While it might be expected that the US Dollar would fall following an interest rate cut from the Fed, the move was largely priced in already. Furthermore, the latest FOMC statement cut out dovish language previously detailed in the September Fed meeting press release. Specifically, the Fed removed that it would “act as appropriate to sustain the expansion,” which is being interpreted as a firmer monetary policy stance and creating uncertainty over the market’s priced in rate cuts for December and beyond.
US DOLLAR INDEX PRICE CHART: 5-MINUTE TIME FRAME (OCTOBER 30, 2019 INTRADAY)
The DXY Index – a popular basket of major US Dollar currency pairs heavily weighted toward EUR/USD – jumped higher following the latest FOMC decision. Though commentary from Fed Chair Powell during the follow-up press conference sent the US Dollar whipsawing lower.
USD/JPY PRICE CHART: 5-MINUTE TIME FRAME (OCTOBER 30, 2019 INTRADAY)
USD/JPY spiked to session highs following the latest FOMC rate cut as expectations for further easing from the Fed grows less likely, but quickly pivoted back down to session lows as Fed Chair Powell provided further details on the central bank's latest stance on monetary policy.
FOMC RATE CUT EXPECTATIONS (DECEMBER 2019)
Minutes prior to the October Fed decision, rate traders were pricing in a 30.7% probability that the FOMC would cut rates for a fourth consecutive meeting down to a target FFR range of 1.25-1.50%. As markets digested the FOMC press statement and Fed Chair Powell commented further on the central bank’s latest monetary policy update, however, the probability of another 25-basis point rate cut before the end of the year dropped to a mere 18.8% chance.
FED CHAIR POWELL PROJECTS CONFIDENCE IN US ECONOMY & FIRM MONETARY POLICY STANCE BUT STRESSES NEED TO BOOST BANK RESERVES
Powell detailed that he and the FOMC believe that the current positioning of monetary policy ‘is in a good place.’ This is of course predicated on the assumption that actual data and the US economy will evolve in line with central bank’s most recent economic projections. Fed Chair Powell said how interest rates are currently at an accommodative level with the real FFR ‘probably modestly below zero.’

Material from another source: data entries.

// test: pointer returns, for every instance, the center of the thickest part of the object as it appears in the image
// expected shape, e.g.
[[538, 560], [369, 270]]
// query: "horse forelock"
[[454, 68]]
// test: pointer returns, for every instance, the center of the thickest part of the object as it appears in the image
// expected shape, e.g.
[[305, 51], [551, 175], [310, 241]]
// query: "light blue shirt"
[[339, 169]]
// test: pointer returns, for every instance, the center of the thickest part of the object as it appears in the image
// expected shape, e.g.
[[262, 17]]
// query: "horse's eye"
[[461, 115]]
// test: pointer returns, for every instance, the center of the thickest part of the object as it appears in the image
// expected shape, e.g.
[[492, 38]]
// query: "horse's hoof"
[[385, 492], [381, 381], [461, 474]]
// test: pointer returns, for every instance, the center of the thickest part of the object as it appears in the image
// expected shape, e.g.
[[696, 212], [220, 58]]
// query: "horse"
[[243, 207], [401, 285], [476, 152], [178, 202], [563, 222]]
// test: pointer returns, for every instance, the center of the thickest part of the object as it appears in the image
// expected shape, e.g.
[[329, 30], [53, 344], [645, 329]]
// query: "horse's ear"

Furthermore, the head central banker stated that the Fed’s outlook on the US economy is for moderate growth close to 2%. Powell added that the household sector has been strong and how consumers remain healthy. Likewise, the Fed Chair highlighted the positive shift in risk trends recently and referenced the reduced risk of no-deal Brexit and receding US-China trade tensions.

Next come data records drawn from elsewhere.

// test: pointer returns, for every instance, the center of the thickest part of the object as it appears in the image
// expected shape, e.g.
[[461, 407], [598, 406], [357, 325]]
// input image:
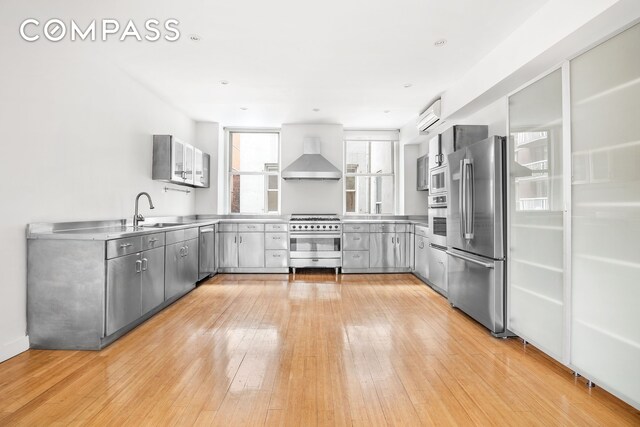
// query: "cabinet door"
[[402, 250], [189, 273], [198, 167], [438, 268], [382, 250], [251, 250], [123, 291], [207, 251], [172, 269], [152, 286], [206, 165], [228, 250], [422, 257], [188, 163], [177, 160]]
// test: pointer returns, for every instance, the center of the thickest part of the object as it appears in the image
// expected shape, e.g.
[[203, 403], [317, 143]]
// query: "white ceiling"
[[283, 58]]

Powell commented on robust labor market gains and how it is the reason the Fed hopes to sustain the expansion. He also noted how low initial jobless claims data is showing a positive sign that the employment backdrop remains on a solid foundation. Though the US Dollar began to reverse quickly when Powell mentioned FOMC officials are not considering raising rates right now and added how inflation seems to be struggling to hit the central bank’s 2% symmetric target. The reversal in USD price action was exacerbated following remarks on the importance of boosting reserves up to $1.5 trillion.